In the spirit of Valentine's Day, I thought I'd talk about a few things that can possibly help some of you out there! I'm not a relationship professional or anything like that, but I do I have some useful advice and tips to keep a healthy relationship. I haven't had a "real" relationship in a VERY long time and have been "single" for a few years now, but it's not something that is made the number one priority in my life. So, here is my how to keep and have a healthy relationship from day one or maybe even save your relationship!
Step One: LOVE YOURSELF FIRST! Now, I believe you have to love yourself first before you can love anybody else. You ask why? Because I find when someone doesn't love themselves and aren't happy with who they are on the outside AND inside, they become insecure about not being good enough for their partner. Jealousy also comes in the way with the relationship, when the significant other isn't happy with themselves and causes controlling of the other person, no one likes being controlled. Stop looking at others that you feel like you have to compete with. That's not sexy or attractive you guys!
Step Two: BE HONEST ABOUT EVERHTHING!
You both need to be open books with one another and any kind of relationship in general. It's key. If you build up a relationship on lies, who are you kidding, is that living life? If you're on a bed of lies and have to keep lying, that's stupid honestly. You can not sneak around being shady, that's the worst kind of trait a person can have and that's the truth. If you can not be honest and comfortable telling the truth to a significant other, you shouldn't be with them. Relationships are about being comfortable and honest with one another. The more you lie, the more you hurt the other person and that's not fair.
Step Five: RESPECT EACH OTHER!
If you don't have full respect for that person, your relationship isn't going to be all smiles and love. Being disrespectful obviously leads to arguments. Respect each other's property, decisions, morals and everything you can think of because being disrespectful is one of the worst things a person can do, in my own opinion it's horrible and I have learned that from experiencing it.
Step Four: HAVE COMMON INTERESTS AND OUTLOOKS ON LIFE!

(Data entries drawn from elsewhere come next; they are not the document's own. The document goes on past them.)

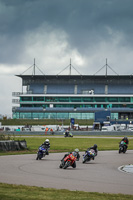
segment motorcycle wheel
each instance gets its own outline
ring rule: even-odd
[[[38,155],[37,155],[37,157],[36,157],[36,160],[38,160]]]
[[[65,161],[62,159],[59,168],[63,168],[64,165],[65,165]]]
[[[121,153],[121,148],[119,148],[119,153]]]
[[[59,168],[63,168],[63,166],[64,166],[64,161],[61,162]]]
[[[36,160],[40,160],[39,157],[40,157],[40,155],[39,155],[39,153],[37,153]]]
[[[41,160],[41,159],[42,159],[42,156],[41,156],[41,155],[38,155],[38,159]]]
[[[59,168],[62,168],[62,164],[60,164]]]
[[[69,161],[67,161],[66,163],[65,163],[65,165],[64,165],[64,167],[63,167],[63,169],[66,169],[67,167],[69,167],[70,166],[70,162]]]
[[[76,168],[76,162],[74,162],[74,163],[72,164],[72,167],[73,167],[73,168]]]
[[[126,153],[126,148],[125,147],[123,148],[123,153]]]
[[[84,160],[82,161],[82,163],[86,163],[86,161],[88,160],[87,156],[84,158]]]

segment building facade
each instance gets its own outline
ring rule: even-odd
[[[22,91],[13,92],[13,118],[94,119],[109,110],[112,119],[133,119],[132,75],[17,76]]]

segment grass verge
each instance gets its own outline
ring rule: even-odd
[[[47,137],[50,140],[50,152],[69,152],[78,148],[80,151],[85,151],[88,147],[97,144],[98,150],[118,150],[119,138],[56,138]],[[21,140],[22,137],[15,137],[16,140]],[[45,141],[46,137],[23,137],[27,142],[28,150],[16,152],[0,152],[0,155],[5,154],[28,154],[36,153],[38,147]],[[129,140],[128,149],[133,149],[133,138]]]
[[[0,183],[1,200],[132,200],[133,195],[57,190]]]
[[[119,138],[55,138],[47,137],[50,140],[51,151],[72,151],[79,148],[85,151],[88,147],[97,144],[99,150],[117,150],[119,146]],[[20,138],[17,138],[20,139]],[[27,137],[25,138],[29,150],[36,150],[46,138]],[[133,149],[133,139],[130,139],[129,148]]]

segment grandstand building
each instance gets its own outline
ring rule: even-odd
[[[22,92],[13,92],[16,119],[133,119],[132,75],[16,75]],[[23,88],[26,87],[26,92]]]

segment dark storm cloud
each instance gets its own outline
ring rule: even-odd
[[[0,43],[2,63],[19,62],[25,51],[27,32],[64,30],[71,48],[88,53],[101,41],[132,47],[132,0],[0,0]]]

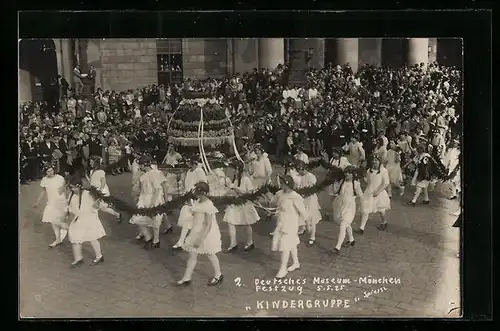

I feel like this is common sense but, I've seen people get into a relationship for the solo fact that they think a person is attractive and have nothing in common with them. What I find happens when this comes into play, is constantly arguing and fighting because the couple does not see eye to eye on anything. I'm not saying a couple has to have everything in common, I'm asking how can you have a true conversation if there's no common interest about anything on any subject? What I also find what happens is that the relationship is extremely awkward and a lot of tension is caused between the two people because of the fighting and not understanding one another. Seriously, how can that make you happy when you can't even talk about something you're interested in and the other person doesn't even care? It's unhealthy in my opinion, not to mention shallow and frustrating! I think having common interests and similar outlooks can really make a relationship strong, since the couple understands from where one is coming from and can talk about what they enjoy and not having a hard time trying to find a topic to talk about.
Step Five: DON'T BE ATTACHED TO THE HIP LIKE CONJOINED TWINS!
Now, I'm guilty of doing this and I think a lot of couples are. Being an individual is something that you need to embrace every once in awhile, that's for sure. Of course if you're married you are going to be around that person for maybe forever, but this applies to dating, marriage a domestic relationship, etc. Getting some space for yourself, maybe going out with some friends for a weekend, going to the spa by yourself or anything that separates you from your significant other, I believe is healthy. When you're constantly with someone 24/7 chances are, you're going to get annoyed, fight, meltdown and could potentially lead to a break up. Y'all aren't conjoined so go out and do something that doesn't involve the person you are with! It's okay! You gotta do you sometimes!
Step Six: DON'T BE CONTROLLING!
No one likes being controlled. Being told what to do, what not to do, making your significant other your pet is something that no one should ever have to put up with. That falls in the categories of disrespect, jealousy, not loving yourself and maybe even being attached to the hip. You see, your significant other is NOT your dog, so don't treat them like it. Treating them like that is stupid, you're not their parent. Don't ever let anyone control you. Do what you want and be the individual you are!
I think these six steps can really make a difference in a relationship or even save a relationship! I hope one day someone buys into my mess of a life but until then, I hope I can help others with my advice from personal experiences and reach out to help someone's "love life," and being there for all of you!! I don't think I'm an expert one bit, but I think these few things can help!